Apr - 15


A constitutional finding that former President Zuma acted irrationally, unconstitutionally and illegally in constructively associating SA with the decision to disband the SADC Tribunal following the Tribunal’s landmark decision that the Zimbabwean land reform offended basic and fundamental rule of law and constitutional principles has given impetus for the aggrieved farmers to seek compensation from the SA government on the basis that their quest for compensation was thwarted by this decision.

Afriforum is leading this legal challenge whose moral foundation is premised on the fact that SA as a signatory of the SADC Treaty has an obligation to promote, protect and uphold the rule of law at all material times and the precedent in respect of the SADC Tribunal does not bode well for the protection of property rights.

The SA ConCourt ruled in favour of the white farmers having examined the facts in the cause and more importantly that no alternative remedies existed in Zimbabwe and the SADC Tribunal offered relief that could not be obtained in Zimbabwe.

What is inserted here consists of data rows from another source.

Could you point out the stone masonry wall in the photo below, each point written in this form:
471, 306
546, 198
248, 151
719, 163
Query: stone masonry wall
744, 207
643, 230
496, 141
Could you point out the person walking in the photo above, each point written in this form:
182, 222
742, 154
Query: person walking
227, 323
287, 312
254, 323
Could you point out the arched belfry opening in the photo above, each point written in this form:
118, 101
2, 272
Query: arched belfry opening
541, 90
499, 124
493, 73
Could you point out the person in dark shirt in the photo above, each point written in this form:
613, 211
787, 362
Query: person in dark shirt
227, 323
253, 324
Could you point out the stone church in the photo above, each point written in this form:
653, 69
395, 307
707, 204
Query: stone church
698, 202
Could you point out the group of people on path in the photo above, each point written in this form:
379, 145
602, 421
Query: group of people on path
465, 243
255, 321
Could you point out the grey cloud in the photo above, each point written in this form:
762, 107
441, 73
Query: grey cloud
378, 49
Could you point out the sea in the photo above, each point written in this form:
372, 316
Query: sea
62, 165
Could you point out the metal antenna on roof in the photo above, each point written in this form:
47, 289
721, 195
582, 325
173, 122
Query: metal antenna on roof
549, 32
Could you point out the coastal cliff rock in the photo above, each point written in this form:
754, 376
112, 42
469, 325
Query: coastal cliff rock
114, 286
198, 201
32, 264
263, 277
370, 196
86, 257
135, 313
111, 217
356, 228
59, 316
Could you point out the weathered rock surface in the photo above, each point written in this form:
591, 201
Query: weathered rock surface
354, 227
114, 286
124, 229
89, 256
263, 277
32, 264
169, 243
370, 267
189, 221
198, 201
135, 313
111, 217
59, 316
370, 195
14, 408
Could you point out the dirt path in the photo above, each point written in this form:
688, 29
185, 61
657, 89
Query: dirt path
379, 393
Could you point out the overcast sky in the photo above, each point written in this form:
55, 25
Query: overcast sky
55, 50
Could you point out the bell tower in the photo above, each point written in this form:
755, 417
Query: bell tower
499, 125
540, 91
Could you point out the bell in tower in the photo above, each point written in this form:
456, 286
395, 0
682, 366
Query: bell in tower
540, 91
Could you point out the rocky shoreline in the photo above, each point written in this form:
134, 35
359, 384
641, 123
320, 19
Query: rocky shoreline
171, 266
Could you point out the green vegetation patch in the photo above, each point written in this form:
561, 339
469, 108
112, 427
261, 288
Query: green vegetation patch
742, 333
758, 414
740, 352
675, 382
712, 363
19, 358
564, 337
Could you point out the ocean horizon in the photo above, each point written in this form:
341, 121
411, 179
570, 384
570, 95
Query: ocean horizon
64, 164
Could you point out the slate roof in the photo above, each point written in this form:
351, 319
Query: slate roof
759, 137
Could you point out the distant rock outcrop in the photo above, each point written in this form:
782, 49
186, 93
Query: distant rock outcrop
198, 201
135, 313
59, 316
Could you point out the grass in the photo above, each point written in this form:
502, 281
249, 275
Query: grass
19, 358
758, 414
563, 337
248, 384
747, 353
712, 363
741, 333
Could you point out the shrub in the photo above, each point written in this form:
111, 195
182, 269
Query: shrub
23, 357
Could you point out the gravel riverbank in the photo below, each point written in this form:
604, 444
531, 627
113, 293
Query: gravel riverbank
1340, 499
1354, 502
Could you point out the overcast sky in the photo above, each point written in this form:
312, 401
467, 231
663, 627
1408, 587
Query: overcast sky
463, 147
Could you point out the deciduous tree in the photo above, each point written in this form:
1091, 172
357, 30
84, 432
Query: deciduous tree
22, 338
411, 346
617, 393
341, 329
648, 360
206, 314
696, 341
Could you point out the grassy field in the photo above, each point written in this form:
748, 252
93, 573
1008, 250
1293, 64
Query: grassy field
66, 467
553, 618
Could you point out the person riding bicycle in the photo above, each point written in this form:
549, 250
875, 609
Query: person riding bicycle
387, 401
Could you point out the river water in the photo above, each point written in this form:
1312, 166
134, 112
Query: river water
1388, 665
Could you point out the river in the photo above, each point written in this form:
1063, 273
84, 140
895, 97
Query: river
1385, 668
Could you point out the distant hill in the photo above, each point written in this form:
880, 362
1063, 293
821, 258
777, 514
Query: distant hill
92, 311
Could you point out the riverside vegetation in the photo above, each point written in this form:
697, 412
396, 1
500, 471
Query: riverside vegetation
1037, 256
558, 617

President Mnangagwa’s administration has indicated that compensation is now on the cards in Zimbabwe but evidently this application is a confirmation that the litigants have no faith in this move.

It is not clear what approach the SA government under President Ramaphosa will take in response to this application especially having regard to the cosy diplomatic relationship between the SA and Zimbabwean government as evidenced during the recent Bi-National Commission meetings held in Harare in which the implications of this judgment was at the fore of the discussions.

This case is pregnant with a number of implications including the role of SA in ensuring that laws and measures that offend SA public policy cannot be given support and life by any SA authorities.

It is also the case that the issue of equity in the land reform programs in Southern Africa has to be dealt with in accordance with rule of law principles.

The expectation that President Mnangagwa would reverse the Mugabe logic that land was stolen from blacks and as such no compensation for land dispossessions was in the interests of equity and justice.

The challenge that SA faces on the land question is daunting and a ruling on this matter will foreshadow the options available to the SA government on this matter.

If the SA courts order the government to compensate the Zimbabwean farmers, then an argument will also be asserted that the proposed s 25 amendment of the SA Constitution offends the values and principles entrenched in the Constitution and as such expropriation without compensation falls outside the perimeter of Constitutionalism.

If there was any doubt why Afriforum has chosen to associate itself with this dispute, it will become clear what is at stake when this matter unfolds in Court.

It can already be discerned that the December gift to the Zimbabwean white farmers is also a disguised conundrum that has far reaching public policy implications.

Only time will tell. In the meantime, it is important to fasten seatbelts and let the matter be unpacked to its finality.